Nach 7 Jahren Verhandlungen ist das Rahmenabkommen mit der EU gescheitert. Wie geht es jetzt mit der Beziehung Schweiz/Europa weiter? Und welche Rolle wollen und müssen die Gewerkschaften dabei spielen? 

Am 26. Mai verkündete der Bundesrat den Abbruch der Verhandlungen mit der EU über ein institutionelles Rahmenabkommen (instA). Damit endete ein siebenjähriger Versuch, der Zusammenarbeit der Schweiz mit Europa einen neuen Rahmen zu geben.

Ein Blick zurück
Seit den 1990er-Jahren regeln diverse bilaterale Verträge die wirtschaftlichen und politischen Beziehungen der Schweiz zur EU. Dazu gehören unter anderem Abkommen zur Personenfreizügigkeit und damit verbundene Flankierende Massnahmen für den Lohnschutz (FlaM). Um übergreifende Fragen zu klären und bei Gesetzesanpassungen nicht jeden Vertrag einzeln nachverhandeln zu müssen, kam die Forderung nach einem Rahmenabkommen über die wichtigsten Verträge auf. 2018 lag ein erster Entwurf für das Abkommen vor. Doch dieser forderte Zugeständnisse von der Schweiz, die sie weder machen konnte noch wollte.

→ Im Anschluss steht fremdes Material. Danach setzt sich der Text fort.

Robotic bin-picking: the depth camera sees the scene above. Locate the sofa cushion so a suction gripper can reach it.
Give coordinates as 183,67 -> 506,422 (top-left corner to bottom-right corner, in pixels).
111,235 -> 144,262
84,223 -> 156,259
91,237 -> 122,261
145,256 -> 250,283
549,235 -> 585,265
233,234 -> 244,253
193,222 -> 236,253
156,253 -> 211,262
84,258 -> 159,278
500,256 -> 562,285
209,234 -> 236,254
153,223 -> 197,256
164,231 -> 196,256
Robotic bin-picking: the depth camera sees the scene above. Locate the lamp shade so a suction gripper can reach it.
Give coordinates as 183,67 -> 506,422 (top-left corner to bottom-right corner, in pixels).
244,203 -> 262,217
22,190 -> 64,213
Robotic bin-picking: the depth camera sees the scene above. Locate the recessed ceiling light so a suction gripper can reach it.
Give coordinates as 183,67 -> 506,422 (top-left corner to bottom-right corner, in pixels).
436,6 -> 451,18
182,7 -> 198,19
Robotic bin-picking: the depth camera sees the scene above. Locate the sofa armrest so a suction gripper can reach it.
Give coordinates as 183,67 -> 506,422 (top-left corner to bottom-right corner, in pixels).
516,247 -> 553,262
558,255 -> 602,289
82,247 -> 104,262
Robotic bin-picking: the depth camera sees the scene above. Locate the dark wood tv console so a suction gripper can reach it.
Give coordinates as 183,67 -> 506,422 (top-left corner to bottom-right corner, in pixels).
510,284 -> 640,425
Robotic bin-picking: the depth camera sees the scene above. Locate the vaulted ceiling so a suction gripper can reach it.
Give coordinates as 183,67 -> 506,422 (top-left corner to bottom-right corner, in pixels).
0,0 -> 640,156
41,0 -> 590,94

Im Sommer 2018 kam es beinahe zum Eklat: Die beiden FDP-Bundesräte Cassis und Schneider-Ammann wollten den Schutz von Lohn und guten Arbeitsbedingungen in der Schweiz zugunsten eines freien Marktzugangs der Unternehmen opfern! Die Gewerkschaften stellten unmissverständlich klar: Der Lohnschutz ist eine rote Linie, die nicht überschritten werden darf! Der Bundesrat kehrte daraufhin zu seiner ursprünglichen Haltung zurück. Er erklärte den Lohnschutz als nicht verhandelbar, genauso wie weitere Forderungen der EU. Ein Scheitern des Rahmenabkommens zeichnete sich langsam, aber sicher ab. 

Unsere Position 

Für Syna ist klar: Der Lohnschutz darf auf keinen Fall fallen. Aus dieser Sicht war der Abbruch der Verhandlungen das einzig Richtige. Damit dürfen die Beziehungen zu Europa aber keineswegs beendet werden! Vielmehr gilt es jetzt, gemeinsam auf ein sozial fortschrittliches Europa hinzuarbeiten, das die Rechte der Arbeitnehmenden stärkt und soziale Ungleichheit vermindert.

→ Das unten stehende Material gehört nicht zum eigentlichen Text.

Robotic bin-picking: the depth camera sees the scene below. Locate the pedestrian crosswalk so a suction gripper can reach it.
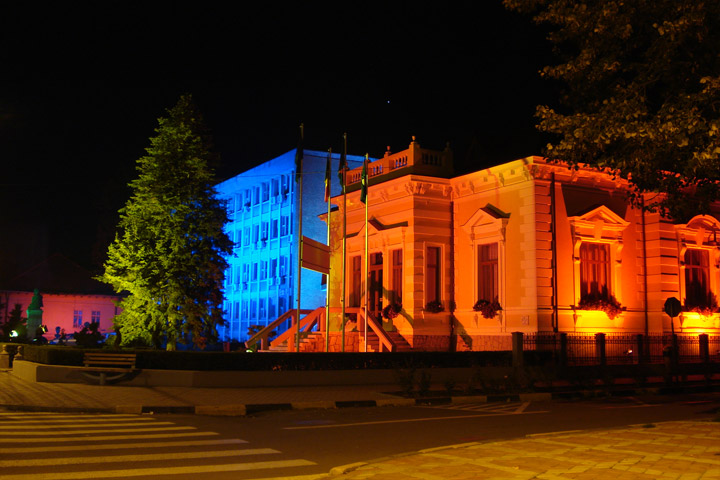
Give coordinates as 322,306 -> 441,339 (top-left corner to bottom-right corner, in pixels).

So kann es jetzt weitergehen 

Die Schweizer Gewerkschaften haben in einer gemeinsamen Erklärung festgelegt, wie dieser Weg mit Europa aussehen soll. Sie fordern unter anderem: 

Soziale Säule der Zusammenarbeit stärken 

Die EU hat 2017 Grundsätze einer «Europäischen Säule sozialer Rechte» beschlossen. Diese arbeitsrechtlichen Grundregeln muss auch die Schweiz einhalten. Dies gilt insbesondere für bessere Bedingungen bei Arbeitsverträgen, Durchsetzung von Lohngleichheit, eine Elternzeit, Stärkung der Gesamtarbeitsverträge oder Mitbestimmungsrechte in Unternehmen.

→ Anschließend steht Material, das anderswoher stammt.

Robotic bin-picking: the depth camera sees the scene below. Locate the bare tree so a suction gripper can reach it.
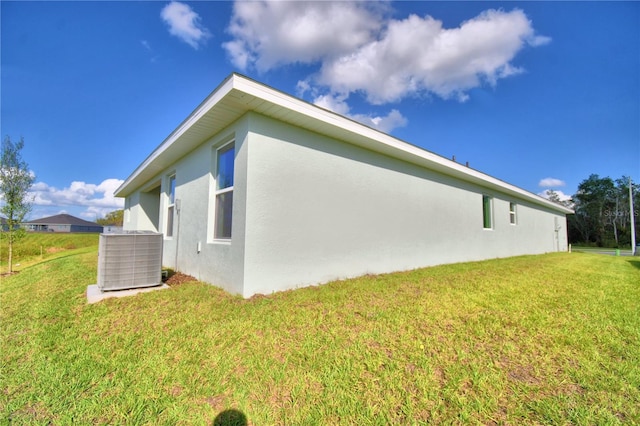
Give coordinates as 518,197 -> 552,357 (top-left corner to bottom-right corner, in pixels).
0,136 -> 35,273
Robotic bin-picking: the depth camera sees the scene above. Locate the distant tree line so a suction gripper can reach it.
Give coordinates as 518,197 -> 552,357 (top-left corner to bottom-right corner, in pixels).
548,174 -> 640,248
96,209 -> 124,226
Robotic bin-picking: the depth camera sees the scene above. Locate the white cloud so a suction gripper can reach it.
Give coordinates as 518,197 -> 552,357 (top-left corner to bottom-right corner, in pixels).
30,179 -> 124,219
224,1 -> 551,104
160,1 -> 211,49
538,178 -> 566,188
314,10 -> 534,104
538,189 -> 572,202
313,95 -> 407,133
223,1 -> 385,71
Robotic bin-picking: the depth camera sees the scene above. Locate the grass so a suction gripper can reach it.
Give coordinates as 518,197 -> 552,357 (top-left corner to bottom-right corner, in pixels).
0,235 -> 640,425
0,232 -> 99,274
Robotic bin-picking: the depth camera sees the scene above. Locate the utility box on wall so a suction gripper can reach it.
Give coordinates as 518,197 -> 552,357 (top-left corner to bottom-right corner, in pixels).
98,232 -> 163,291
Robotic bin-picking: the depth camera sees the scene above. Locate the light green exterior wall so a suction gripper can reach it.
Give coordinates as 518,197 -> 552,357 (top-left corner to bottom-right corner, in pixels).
124,113 -> 567,297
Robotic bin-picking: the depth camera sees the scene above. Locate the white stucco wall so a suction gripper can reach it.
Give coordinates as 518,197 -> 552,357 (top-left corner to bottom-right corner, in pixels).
124,119 -> 247,294
241,114 -> 566,297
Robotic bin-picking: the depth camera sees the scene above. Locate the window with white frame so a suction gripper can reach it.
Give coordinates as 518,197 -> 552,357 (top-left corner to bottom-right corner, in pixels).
166,175 -> 176,237
213,142 -> 236,240
482,195 -> 493,229
509,203 -> 518,225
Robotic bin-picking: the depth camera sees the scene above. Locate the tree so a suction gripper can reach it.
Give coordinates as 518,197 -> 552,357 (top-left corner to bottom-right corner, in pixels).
0,136 -> 35,273
569,174 -> 639,247
96,209 -> 124,226
545,189 -> 573,209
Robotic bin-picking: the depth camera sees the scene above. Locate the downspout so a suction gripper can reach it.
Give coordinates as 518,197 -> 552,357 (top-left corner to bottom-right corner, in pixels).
174,198 -> 180,272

Solidaritätsbeitrag der Schweiz an EU-Länder verstärken

Die Schweiz ist ein wohlhabendes Land und profitiert von den wirtschaftlichen Beziehungen zu Europa. Darum muss sie dazu beitragen, das Wohlstandsgefälle in Europa zu mildern. So sollen sich ärmere Regionen in Europa entwickeln können, ohne auf einen Wettbewerbsvorteil durch niedrige Lohnkosten setzen zu müssen. 

Gleiche soziale Rechte für EU-Bürger/-innen, die in der Schweiz arbeiten und leben 

Die Einführung der Personenfreizügigkeit verbunden mit starken Arbeitsrechten und Lohnschutz ist eine Erfolgsgeschichte. Diese wollen wir fortsetzen, indem wir die Aufenthaltssicherheit, die soziale Absicherung und das Recht auf Familienzusammenführung von EU-Bürger/-innen in der Schweiz stärken.

Die Vision 

Wir wollen ein Europa, in dem die Schweiz keine Aussenseiterrolle spielt, sondern mitgestaltet und seinen sozialen Beitrag leistet. In diesem Sinne ist der Abbruch der Verhandlungen mit der EU kein Scheitern, sondern eine Chance auf einen konstruktiven Neuanfang, in dem die soziale Gerechtigkeit ein stärkeres Gewicht erhält.